Hôtel du Nord is released on DVD in the UK by Soda Pictures as the first release under their newly established Soda Vintage label, giving releases to classic films as yet unavailable on DVD. The film is presented on a single-layer disc in PAL format and the DVD is encoded for Region 2.
The video transfer for the film – a port of the unsubtitled MK2 French edition - is excellent. The image quality of this 70 year film is little short of astonishing, showing remarkable clarity and a full range of greyscale tones. There are a few little skips, jumps and wobbles occasionally, but this is no doubt attributable to the condition of the original source material and the restoration work undertaken on it. Only one very short scene seems to be from a different, lesser quality print, but otherwise there are no extant marks or scratches or damage of any kind.

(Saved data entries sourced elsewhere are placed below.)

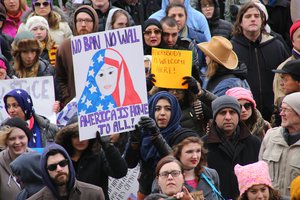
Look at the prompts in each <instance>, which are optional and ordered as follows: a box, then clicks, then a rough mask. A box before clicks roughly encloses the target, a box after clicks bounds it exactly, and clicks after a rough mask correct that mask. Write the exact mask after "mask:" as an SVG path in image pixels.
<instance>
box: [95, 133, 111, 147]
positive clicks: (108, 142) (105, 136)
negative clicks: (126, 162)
mask: <svg viewBox="0 0 300 200" xmlns="http://www.w3.org/2000/svg"><path fill="white" fill-rule="evenodd" d="M96 134H97V135H99V136H100V133H99V131H97V133H96ZM99 142H100V144H101V147H102V149H107V148H108V147H110V146H112V145H113V143H112V142H111V141H110V136H109V135H107V136H102V137H100V138H99Z"/></svg>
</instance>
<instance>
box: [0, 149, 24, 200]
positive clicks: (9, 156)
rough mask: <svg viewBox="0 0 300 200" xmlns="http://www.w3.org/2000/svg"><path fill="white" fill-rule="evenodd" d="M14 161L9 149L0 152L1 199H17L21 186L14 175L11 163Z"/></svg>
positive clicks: (0, 190) (0, 181)
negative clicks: (8, 151) (18, 193)
mask: <svg viewBox="0 0 300 200" xmlns="http://www.w3.org/2000/svg"><path fill="white" fill-rule="evenodd" d="M11 162H12V160H11V158H10V156H9V153H8V149H7V148H6V149H5V150H3V151H1V152H0V199H16V197H17V194H18V193H19V192H21V190H22V189H21V187H20V186H19V184H18V183H17V181H16V179H15V178H14V177H13V175H12V171H11V168H10V167H9V164H10V163H11Z"/></svg>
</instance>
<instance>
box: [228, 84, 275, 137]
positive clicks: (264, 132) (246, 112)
mask: <svg viewBox="0 0 300 200" xmlns="http://www.w3.org/2000/svg"><path fill="white" fill-rule="evenodd" d="M226 95H227V96H233V97H235V98H236V99H237V100H238V101H239V103H240V105H241V119H240V120H241V121H243V122H244V123H245V124H246V125H247V127H248V128H249V130H250V131H251V133H252V134H253V135H256V136H258V137H259V138H260V139H261V140H262V139H263V137H264V136H265V129H268V128H271V126H270V124H269V122H267V121H265V120H264V119H263V118H262V116H261V114H260V112H259V110H257V109H256V102H255V100H254V99H253V95H252V93H251V91H250V90H247V89H245V88H242V87H234V88H231V89H229V90H227V91H226Z"/></svg>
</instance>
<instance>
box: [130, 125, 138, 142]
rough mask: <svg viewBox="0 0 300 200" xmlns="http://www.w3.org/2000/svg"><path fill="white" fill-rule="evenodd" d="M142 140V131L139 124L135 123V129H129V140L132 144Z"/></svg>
mask: <svg viewBox="0 0 300 200" xmlns="http://www.w3.org/2000/svg"><path fill="white" fill-rule="evenodd" d="M140 140H141V131H140V128H139V126H138V125H135V130H133V131H129V142H130V143H131V144H139V143H140Z"/></svg>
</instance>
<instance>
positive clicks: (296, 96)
mask: <svg viewBox="0 0 300 200" xmlns="http://www.w3.org/2000/svg"><path fill="white" fill-rule="evenodd" d="M299 100H300V92H294V93H291V94H288V95H286V96H285V97H284V99H283V100H282V102H283V103H286V104H288V105H289V106H291V108H292V109H293V110H294V111H295V112H296V113H297V114H298V115H300V101H299Z"/></svg>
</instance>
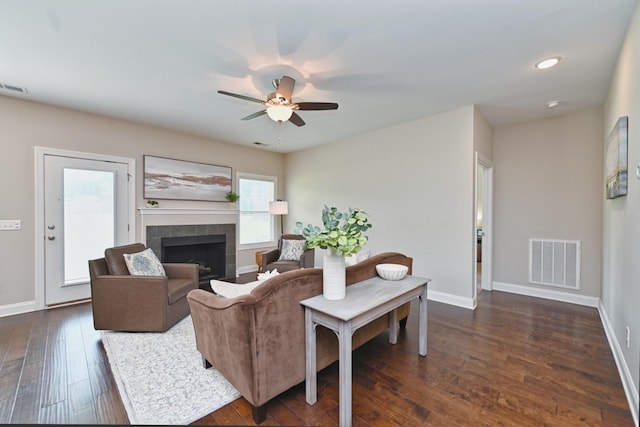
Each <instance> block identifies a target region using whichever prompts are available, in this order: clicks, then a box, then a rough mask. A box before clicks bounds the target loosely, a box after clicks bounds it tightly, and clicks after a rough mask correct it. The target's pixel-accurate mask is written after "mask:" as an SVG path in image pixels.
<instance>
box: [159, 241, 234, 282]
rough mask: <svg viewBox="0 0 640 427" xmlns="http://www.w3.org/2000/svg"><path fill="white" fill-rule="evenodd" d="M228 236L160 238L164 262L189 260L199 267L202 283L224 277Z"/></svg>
mask: <svg viewBox="0 0 640 427" xmlns="http://www.w3.org/2000/svg"><path fill="white" fill-rule="evenodd" d="M225 252H226V236H225V235H224V234H214V235H203V236H186V237H163V238H161V239H160V254H161V255H160V259H161V261H162V262H188V263H191V264H197V265H198V267H199V276H200V284H201V285H206V284H208V283H209V282H210V281H211V279H216V280H220V279H224V278H225V277H226V271H225V270H226V268H225V267H226V266H225Z"/></svg>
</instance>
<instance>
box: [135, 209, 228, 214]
mask: <svg viewBox="0 0 640 427" xmlns="http://www.w3.org/2000/svg"><path fill="white" fill-rule="evenodd" d="M138 211H139V212H140V215H237V214H238V210H237V209H211V208H138Z"/></svg>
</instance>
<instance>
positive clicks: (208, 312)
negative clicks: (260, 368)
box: [187, 289, 261, 406]
mask: <svg viewBox="0 0 640 427" xmlns="http://www.w3.org/2000/svg"><path fill="white" fill-rule="evenodd" d="M187 301H188V302H189V308H190V310H191V320H192V321H193V329H194V331H195V336H196V348H197V350H198V351H199V352H200V354H201V355H202V357H203V358H204V359H205V360H206V361H207V362H209V363H210V364H211V365H213V366H215V368H216V369H217V370H218V371H219V372H220V373H221V374H222V375H223V376H224V377H225V378H226V379H227V380H228V381H229V382H230V383H231V384H233V386H234V387H235V388H236V389H237V390H238V391H239V392H240V393H241V394H242V395H243V396H244V397H245V398H246V399H247V400H248V401H249V403H251V404H252V405H254V406H260V405H261V403H260V401H259V398H258V389H259V388H258V387H257V386H256V384H255V379H256V378H257V375H256V357H257V356H256V349H255V346H256V336H255V318H254V312H253V308H254V304H255V301H256V297H255V296H254V295H252V294H247V295H241V296H238V297H236V298H224V297H220V296H218V295H215V294H212V293H211V292H207V291H205V290H202V289H194V290H192V291H190V292H189V293H188V294H187Z"/></svg>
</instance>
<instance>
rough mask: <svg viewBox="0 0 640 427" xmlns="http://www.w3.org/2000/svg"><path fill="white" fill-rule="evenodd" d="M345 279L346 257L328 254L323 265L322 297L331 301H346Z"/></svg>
mask: <svg viewBox="0 0 640 427" xmlns="http://www.w3.org/2000/svg"><path fill="white" fill-rule="evenodd" d="M345 279H346V275H345V262H344V257H343V256H342V255H339V254H336V253H335V252H333V251H330V252H328V253H326V254H325V255H324V257H323V264H322V295H323V296H324V297H325V298H326V299H329V300H340V299H344V297H345V295H346V280H345Z"/></svg>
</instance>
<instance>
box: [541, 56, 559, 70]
mask: <svg viewBox="0 0 640 427" xmlns="http://www.w3.org/2000/svg"><path fill="white" fill-rule="evenodd" d="M558 62H560V57H559V56H554V57H553V58H547V59H543V60H542V61H540V62H538V63H536V65H535V66H536V68H537V69H538V70H546V69H547V68H551V67H553V66H554V65H556V64H558Z"/></svg>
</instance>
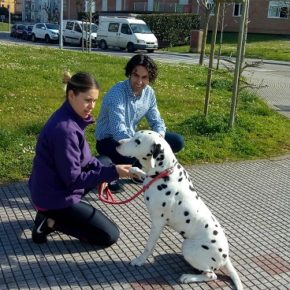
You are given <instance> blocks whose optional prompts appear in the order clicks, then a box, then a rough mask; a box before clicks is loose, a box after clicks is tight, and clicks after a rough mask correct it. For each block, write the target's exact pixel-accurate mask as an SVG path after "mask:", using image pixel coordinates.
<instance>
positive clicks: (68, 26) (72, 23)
mask: <svg viewBox="0 0 290 290" xmlns="http://www.w3.org/2000/svg"><path fill="white" fill-rule="evenodd" d="M73 26H74V23H73V22H72V21H68V22H67V23H66V27H65V29H68V30H72V29H73Z"/></svg>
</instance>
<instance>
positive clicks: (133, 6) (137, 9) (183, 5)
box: [95, 0, 290, 35]
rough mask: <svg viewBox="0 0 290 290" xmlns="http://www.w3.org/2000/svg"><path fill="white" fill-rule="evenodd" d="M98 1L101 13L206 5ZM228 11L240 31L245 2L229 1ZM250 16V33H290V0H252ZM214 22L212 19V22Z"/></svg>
mask: <svg viewBox="0 0 290 290" xmlns="http://www.w3.org/2000/svg"><path fill="white" fill-rule="evenodd" d="M95 3H96V8H97V11H99V12H100V13H114V12H122V11H124V12H125V11H129V12H133V13H134V12H135V13H144V12H146V13H151V12H152V13H154V12H158V13H160V12H161V13H162V12H164V13H179V12H185V13H186V12H188V13H197V14H202V12H203V6H199V5H198V1H197V0H147V1H146V0H143V1H141V0H96V1H95ZM208 5H211V6H212V5H214V0H208ZM222 6H223V5H222ZM224 11H225V21H224V24H225V28H224V30H225V31H232V32H237V31H239V18H240V16H241V12H242V4H240V3H235V1H233V2H232V3H226V4H225V10H224ZM249 20H250V23H249V33H273V34H285V35H290V0H278V1H277V0H276V1H271V0H252V1H250V6H249ZM212 22H213V21H212V20H211V26H212ZM211 26H210V27H211Z"/></svg>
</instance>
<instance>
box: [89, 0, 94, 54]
mask: <svg viewBox="0 0 290 290" xmlns="http://www.w3.org/2000/svg"><path fill="white" fill-rule="evenodd" d="M92 18H93V2H92V0H90V18H89V52H91V50H92V27H91V23H92Z"/></svg>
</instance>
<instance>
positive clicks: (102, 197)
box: [98, 167, 174, 204]
mask: <svg viewBox="0 0 290 290" xmlns="http://www.w3.org/2000/svg"><path fill="white" fill-rule="evenodd" d="M173 169H174V168H173V167H170V168H168V169H166V170H164V171H162V172H161V173H159V174H158V175H157V176H155V177H154V178H153V179H151V180H150V181H149V182H148V183H147V184H145V185H143V187H142V188H141V189H140V190H139V191H138V192H136V193H135V194H134V195H132V196H131V197H129V198H128V199H126V200H120V201H118V200H115V199H114V197H113V195H112V192H111V191H110V189H109V188H108V186H107V184H106V183H102V184H101V185H100V186H99V188H98V197H99V200H100V201H102V202H104V203H108V204H125V203H128V202H130V201H131V200H133V199H135V198H136V197H137V196H139V195H140V194H141V193H143V192H144V191H145V190H147V189H148V188H149V187H150V185H151V184H152V183H154V182H155V181H157V180H158V179H160V178H162V177H166V176H169V175H170V174H171V173H172V172H173Z"/></svg>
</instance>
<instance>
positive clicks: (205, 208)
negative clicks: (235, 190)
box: [117, 130, 243, 290]
mask: <svg viewBox="0 0 290 290" xmlns="http://www.w3.org/2000/svg"><path fill="white" fill-rule="evenodd" d="M117 151H118V152H119V153H120V154H121V155H123V156H129V157H135V158H137V159H138V160H139V162H140V163H141V165H142V169H143V170H144V172H145V174H144V173H142V171H140V170H139V171H138V170H136V172H135V174H136V175H138V174H139V175H140V177H144V175H145V179H144V186H146V184H148V183H150V181H151V180H152V179H154V178H156V176H158V175H159V174H160V173H162V172H164V171H165V170H166V169H169V168H170V169H171V173H170V174H169V175H168V176H164V177H162V178H160V179H157V180H156V181H155V182H153V183H152V184H151V185H150V186H149V187H147V189H146V190H145V193H144V199H145V204H146V207H147V210H148V212H149V214H150V218H151V222H152V224H151V229H150V235H149V238H148V241H147V244H146V246H145V249H144V251H143V253H142V254H141V255H140V256H139V257H137V258H135V259H133V260H132V261H131V265H134V266H141V265H143V264H144V263H145V261H146V259H147V258H148V256H149V255H151V254H152V252H153V249H154V247H155V245H156V243H157V240H158V238H159V236H160V234H161V232H162V230H163V228H164V227H165V226H170V227H172V228H173V229H174V230H176V231H177V232H179V233H180V234H181V235H182V237H183V238H184V241H183V244H182V253H183V256H184V258H185V260H186V261H187V262H188V263H189V264H190V265H191V266H192V267H194V268H195V269H198V270H200V271H202V273H201V274H183V275H182V276H181V277H180V281H181V282H182V283H191V282H202V281H211V280H215V279H217V276H216V274H215V273H214V271H216V270H218V269H219V268H221V267H225V268H226V270H227V271H228V273H229V275H230V277H231V279H232V280H233V282H234V284H235V286H236V289H238V290H242V289H243V286H242V283H241V280H240V278H239V276H238V274H237V272H236V270H235V268H234V267H233V265H232V263H231V260H230V257H229V245H228V241H227V238H226V236H225V233H224V231H223V229H222V227H221V225H220V224H219V222H218V220H217V219H216V217H215V216H214V215H213V214H212V213H211V211H210V210H209V208H208V207H207V206H206V205H205V204H204V202H203V201H202V199H201V198H200V196H199V195H198V194H197V193H196V191H195V190H194V188H193V185H192V182H191V180H190V177H189V175H188V173H187V172H186V170H185V169H184V168H183V167H182V166H181V165H180V164H179V162H178V161H177V159H176V157H175V155H174V153H173V152H172V150H171V148H170V146H169V144H168V143H167V142H166V141H165V139H164V138H163V137H162V136H161V135H160V134H158V133H156V132H153V131H149V130H144V131H139V132H137V133H136V134H135V135H134V136H133V137H132V138H130V139H125V140H122V141H121V142H120V145H119V146H118V147H117ZM133 171H134V169H133Z"/></svg>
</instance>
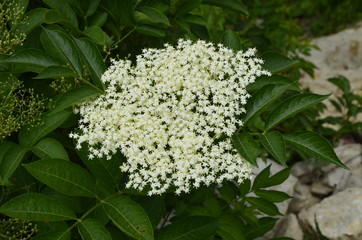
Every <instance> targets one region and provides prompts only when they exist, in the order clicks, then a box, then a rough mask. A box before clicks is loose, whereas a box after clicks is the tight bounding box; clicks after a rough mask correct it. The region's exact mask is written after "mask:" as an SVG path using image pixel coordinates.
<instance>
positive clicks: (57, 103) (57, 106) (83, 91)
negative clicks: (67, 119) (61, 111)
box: [50, 86, 100, 114]
mask: <svg viewBox="0 0 362 240" xmlns="http://www.w3.org/2000/svg"><path fill="white" fill-rule="evenodd" d="M99 94H100V92H99V91H98V90H97V89H94V88H92V87H86V86H84V87H79V88H73V89H72V90H70V91H68V92H65V93H63V94H62V95H60V96H59V98H58V99H57V101H56V102H55V105H54V107H53V108H51V109H50V112H51V113H52V114H53V113H58V112H60V111H62V110H64V109H66V108H68V107H71V106H73V105H75V104H77V103H80V102H82V101H84V100H86V99H89V98H92V97H95V96H97V95H99Z"/></svg>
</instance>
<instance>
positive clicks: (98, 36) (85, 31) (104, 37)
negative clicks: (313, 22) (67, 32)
mask: <svg viewBox="0 0 362 240" xmlns="http://www.w3.org/2000/svg"><path fill="white" fill-rule="evenodd" d="M83 34H84V35H85V36H87V37H89V38H90V39H91V40H92V41H93V42H94V43H96V44H98V45H102V46H103V45H105V44H106V33H105V32H104V31H103V30H102V28H100V27H98V26H91V27H88V28H86V29H84V31H83Z"/></svg>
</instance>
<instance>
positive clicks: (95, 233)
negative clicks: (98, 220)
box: [78, 218, 112, 240]
mask: <svg viewBox="0 0 362 240" xmlns="http://www.w3.org/2000/svg"><path fill="white" fill-rule="evenodd" d="M78 231H79V233H80V235H81V236H82V239H83V240H112V238H111V235H110V234H109V232H108V230H107V229H106V228H105V227H104V226H103V225H102V224H101V223H100V222H98V220H96V219H94V218H87V219H85V220H83V221H81V222H80V223H79V224H78Z"/></svg>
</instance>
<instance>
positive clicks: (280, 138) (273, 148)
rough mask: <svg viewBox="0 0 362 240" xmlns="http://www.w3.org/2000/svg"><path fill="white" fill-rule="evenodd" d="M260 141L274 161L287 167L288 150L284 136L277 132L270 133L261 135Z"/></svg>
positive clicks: (272, 131) (271, 131)
mask: <svg viewBox="0 0 362 240" xmlns="http://www.w3.org/2000/svg"><path fill="white" fill-rule="evenodd" d="M260 140H261V143H262V144H263V146H264V147H265V149H266V150H267V151H268V152H269V153H270V154H271V155H272V156H273V157H274V159H275V160H277V161H278V162H280V163H281V164H282V165H284V166H286V154H285V151H286V150H285V141H284V138H283V135H282V134H281V133H280V132H277V131H270V132H267V133H265V134H262V135H260Z"/></svg>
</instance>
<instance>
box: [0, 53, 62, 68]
mask: <svg viewBox="0 0 362 240" xmlns="http://www.w3.org/2000/svg"><path fill="white" fill-rule="evenodd" d="M1 62H3V63H12V64H14V65H15V66H16V67H18V68H20V72H28V71H30V72H36V73H39V72H41V71H42V70H43V69H44V68H46V67H49V66H55V65H59V63H58V62H57V61H56V60H54V59H53V58H51V57H50V56H49V55H48V54H46V53H45V52H44V51H41V50H38V49H32V48H27V49H24V50H20V51H18V52H16V53H15V54H14V55H12V56H11V57H9V58H8V59H5V60H2V61H1Z"/></svg>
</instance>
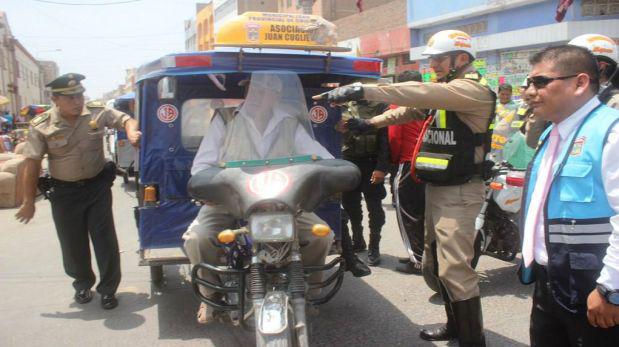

Inevitably with MK2, there are some compression issues, with objects wavering against backgrounds occasionally. This is particularly noticeable in the very last scene of the film. There was also one serious flaw where the image broke-up on my copy of the disc, a DVD-R checkdisc, but I suspect that this will not be an issue on the retail copy of the disc.
The audio track is presented in Dolby Digital 2.0 and is quite basic, but this is as good as it gets for a film that is 70 years old. Like the image, it has also undoubtedly been well restored and dialogue is consequently quite clear, with little in the way of troublesome background noise or crackle.
English subtitles are provided in a white font and are always clearly readable. They are optional.
Soda have not carried across the fine extra features on the MK2 release (reviewed here by Mark Boydell), but it does include an excellent Introduction (18:18) to the film by Paul Ryan, who sets the context of Carné’s work in poetic realism and his alignment with the left-wing Popular Front, as well as providing plenty of facts, anecdotes and background information on the writers, the performers and the shooting of the film. It would be relatively spoiler-free and serve as an introduction, except that they include a lot of scenes from the film. The long, unsubtitled Trailer (4:27) is very much a highlights montage. Old and scratchy, it only serves to show how stunning the presentation of the feature is in comparison. A Picture Gallery shows four stills from the film.
Following Eureka’s Masters of Cinema release of Jean Renoir’s Toni earlier this month, it’s great to see Soda Pictures also delving into the back catalogue of classic French cinema, with an equally impressive transfer as the first release on their Soda Vintage label. Hôtel du Nord’s poetic realism could hardly be further removed from Renoir’s early neo-realism, but it’s also an intriguing example of popular French cinema as well as cinema of the people. It’s a rather more romanticised look at the working classes, their lives and their aspirations, but it similarly retains a curious fascination in the fatalistic quality of its storyline.